Patrick Bateman : There is an idea of a Patrick Bateman...some kind of an abstraction. But there is no real me, only an entity, something illusory. And though I can hide my cold gaze, and you can shake my hand and feel flesh gripping yours and may be you can even sense our lifestyles are probably comparable...I simply am not there.
..........
I have all the characteristics of a human being: blood, flesh, skin, hair; but not a single, clear, identifiable emotion, except for greed and disgust. Something horrible is happening inside of me and I don't know why. My nightly blood lust has overflown into my days. I feel lethal, on the verge of frenzy. I think my mask of sanity is about to slip.
Patrick Bateman (Christian Bale) is a 27-year-old investment banker at Pierce & Pierce who deals in "murders and executions". Being narcissistic and extremely self-obsessed, he finds it annoying when people always get his name wrong or if they haven't heard about the firm where he works. Picking hookers off the street and regaling them with expensive champagne and his knowledge of the 80's music scene comes as easily to him as killing them later and dumping their bodies in upscale New York where nobody notices anything.
There isn't a real plot in the movie, even though a police officer, Kimball (William Dafoe), is on his trail after a co-worker of Bateman, Paul Allen, mysteriously disappears. There are numerous scenes where all these self-obsessed Wall Street types are getting each other's names wrong and never really listening to what someone else is saying. The whole movie is a satire on the superficiality of New Yorkers in the 1980s where people are more concerned about the "Silian Rail" lettering on their business cards or the Valentino suits. Even when Bateman confesses in front of his friends, "I like to dissect girls", nobody gives it a second thought. A similar scene where he is explaining to his girlfriend, Evelyn (Reese Witherspoon), about how he messed up while trying to kill a hooker while drawing the whole scene on the white sheet on their table, Evelyn isn't really concerned about what he is saying. When Bateman starts to fall apart while thinking his alibi on the night of Paul Allen's killing may not hold, he finally confesses to his lawyer about the 20-40 people he has killed. Only that his lawyer laughs it away saying Bateman is a "spineless lightweight" who never had it in him to kill someone. At which Bateman gets even more frustrated while shouting, "I'm Patrick Bateman". In the final scene as he sits with his friends with his back against a door that says, "This is not an exit", he wonders to himself-
There are no more barriers to cross. All I have in common with the uncontrollable and the insane, the vicious and the evil, the mayhem I have caused, my utter indifference toward it, I have now surpassed. My pain is constant and sharp and I do not hope for a better world for anyone. In fact, I want my pain to be inflicted on others. I want no one to escape. And even after admitting this, there is no catharsis. My punishment continues to elude me. And I gain no deeper knowledge of myself, no new knowledge can be extracted from my telling, this confession has meant nothing.

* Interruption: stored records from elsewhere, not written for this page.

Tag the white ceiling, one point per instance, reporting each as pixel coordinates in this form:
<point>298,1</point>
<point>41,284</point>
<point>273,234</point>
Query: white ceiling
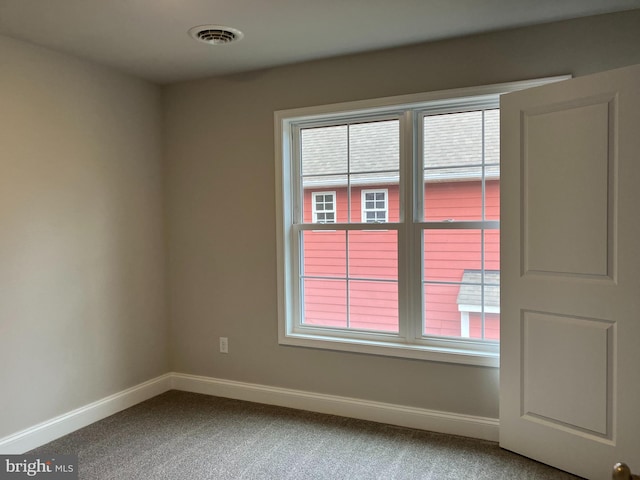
<point>149,39</point>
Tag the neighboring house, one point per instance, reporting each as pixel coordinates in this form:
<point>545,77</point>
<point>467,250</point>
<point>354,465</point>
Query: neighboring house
<point>456,183</point>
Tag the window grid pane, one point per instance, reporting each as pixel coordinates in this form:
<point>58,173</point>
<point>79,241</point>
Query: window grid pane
<point>350,280</point>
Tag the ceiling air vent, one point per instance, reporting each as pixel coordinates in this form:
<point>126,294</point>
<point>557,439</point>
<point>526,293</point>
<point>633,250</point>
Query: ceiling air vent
<point>215,34</point>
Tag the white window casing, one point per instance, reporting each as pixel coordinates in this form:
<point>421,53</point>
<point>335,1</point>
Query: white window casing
<point>410,340</point>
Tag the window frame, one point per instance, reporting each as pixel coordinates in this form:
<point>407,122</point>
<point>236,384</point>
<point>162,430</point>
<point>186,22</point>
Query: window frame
<point>314,206</point>
<point>364,210</point>
<point>409,343</point>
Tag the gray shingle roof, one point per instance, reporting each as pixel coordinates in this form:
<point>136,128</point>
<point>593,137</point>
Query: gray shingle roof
<point>369,152</point>
<point>470,291</point>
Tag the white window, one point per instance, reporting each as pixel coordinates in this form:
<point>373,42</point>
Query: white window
<point>412,267</point>
<point>324,207</point>
<point>374,206</point>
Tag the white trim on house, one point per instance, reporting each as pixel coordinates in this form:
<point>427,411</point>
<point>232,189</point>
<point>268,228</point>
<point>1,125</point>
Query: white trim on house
<point>364,209</point>
<point>49,430</point>
<point>420,418</point>
<point>411,417</point>
<point>314,206</point>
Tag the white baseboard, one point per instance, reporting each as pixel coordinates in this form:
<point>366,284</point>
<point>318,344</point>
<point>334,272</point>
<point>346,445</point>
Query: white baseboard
<point>45,432</point>
<point>420,418</point>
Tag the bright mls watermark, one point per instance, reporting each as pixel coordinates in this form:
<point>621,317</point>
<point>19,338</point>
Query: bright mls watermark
<point>49,467</point>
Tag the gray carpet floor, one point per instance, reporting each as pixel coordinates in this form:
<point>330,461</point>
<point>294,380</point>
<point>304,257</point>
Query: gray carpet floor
<point>187,436</point>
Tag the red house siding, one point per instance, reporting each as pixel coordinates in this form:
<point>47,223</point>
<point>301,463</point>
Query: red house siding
<point>372,287</point>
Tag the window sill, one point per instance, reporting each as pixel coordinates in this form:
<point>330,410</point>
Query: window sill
<point>453,354</point>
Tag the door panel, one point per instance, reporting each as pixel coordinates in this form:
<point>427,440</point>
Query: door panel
<point>570,281</point>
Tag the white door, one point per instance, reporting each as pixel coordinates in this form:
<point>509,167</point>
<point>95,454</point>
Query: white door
<point>570,286</point>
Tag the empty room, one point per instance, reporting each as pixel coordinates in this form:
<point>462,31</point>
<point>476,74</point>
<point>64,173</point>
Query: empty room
<point>332,240</point>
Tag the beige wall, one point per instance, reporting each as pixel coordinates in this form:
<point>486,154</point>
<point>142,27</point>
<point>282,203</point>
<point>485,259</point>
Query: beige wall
<point>221,203</point>
<point>82,298</point>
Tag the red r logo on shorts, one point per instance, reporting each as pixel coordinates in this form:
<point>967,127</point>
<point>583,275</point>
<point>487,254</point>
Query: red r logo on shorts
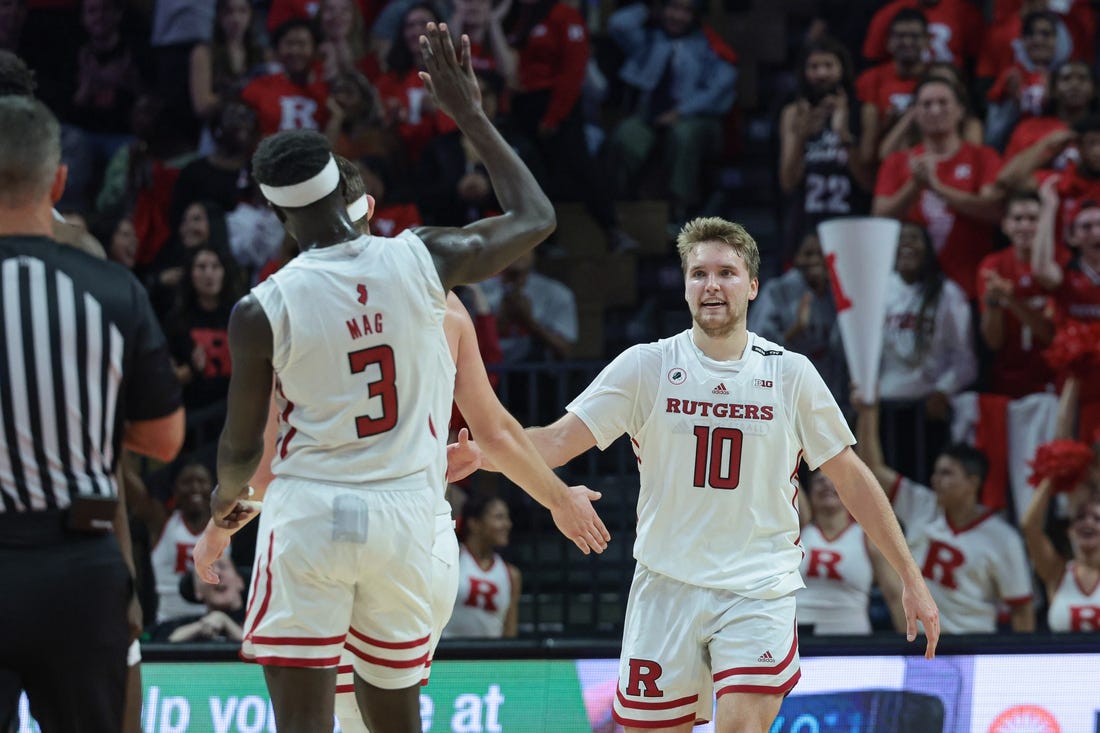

A lot of people categorize this movie as a thriller where the ending is left open-ended to suggest Bateman might have imagined it all. While, on the contrary, there are lots of scenes to suggest that it isn't so. And once you read the book by Bret Easton Ellis (I'm still in the middle of it), the whole theme becomes pretty much clear. Even though the sequence of events in the movie does not exactly follow that of the book's and most of the gory details of the killings have been left out in this movie, the director, Mary Harron, does a brilliant job of bringing the controversial and much talked-about character of Patrick Bateman on screen. I had read somewhere that DiCaprio was also considered to play the lead character, however, I feel Christian Bale did have a slight edge on playing this role and was rightly chosen.